U.S. crude was up 35 cents, or 0.9 per cent, at $39.62 a barrel, having dropped by 1.1 per cent in the previous session.
U.S. crude and gasoline stocks fell more than expected last week, while distillate inventories rose, data released by the American Petroleum Institute (API) late on Tuesday showed.
Crude inventories dropped by 8.2 million barrels to 537 million barrels, against analysts’ forecasts for a draw of 710,000 barrels.
“Investors would be keen to watch if the EIA (U.S. Energy Information Administration) … matches or confirms the API data, which would be bullish for crude oil markets despite the increased concern about the spread of the coronavirus,’’ said Avtar Sandu, Senior Commodities Manager at Phillip Futures.
Official inventory data from the EIA is due out later on Wednesday.
Also supporting prices was a drop in output from the Organisation of the Petroleum Exporting Countries (OPEC) to the lowest in two decades in June.
The 13-member grouping produced an average of 22.62 million barrels per day (bpd) in June after they agreed to cut output, a Reuters’ survey found, down 1.92 million bpd from May’s revised figure.
“The fall in output means that OPEC over-complied with the deal in June, with compliance coming in at 107 per cent,’’ ING Economics said, though noting that the over-compliance followed additional cuts by Saudi Arabia, the United Arab Emirates and Kuwait.
Those producers agreed to more cuts during June than other OPEC members.

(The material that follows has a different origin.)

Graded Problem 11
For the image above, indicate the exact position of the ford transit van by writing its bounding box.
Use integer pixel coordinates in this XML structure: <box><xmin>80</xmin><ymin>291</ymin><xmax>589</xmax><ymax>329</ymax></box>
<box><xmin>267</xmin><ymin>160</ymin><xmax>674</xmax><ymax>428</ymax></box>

“It is likely that compliance will slip again in July, unless we see a significant improvement in compliance from Iraq and Nigeria,’’ ING said.
Prices for later this year are likely to be capped, analysts said, as the world is awash with oil after the coronavirus caused demand for fuel to drop by around a third.
A Reuters’ poll of analysts indicated that oil prices will consolidate at around $40 a barrel this year, with a recovery potentially picking up in the fourth quarter.
The coronavirus continues to spread around the world with ever increasing rates of infection.
Cases now total more than 10 million with more than half a million people dying after catching COVID-19.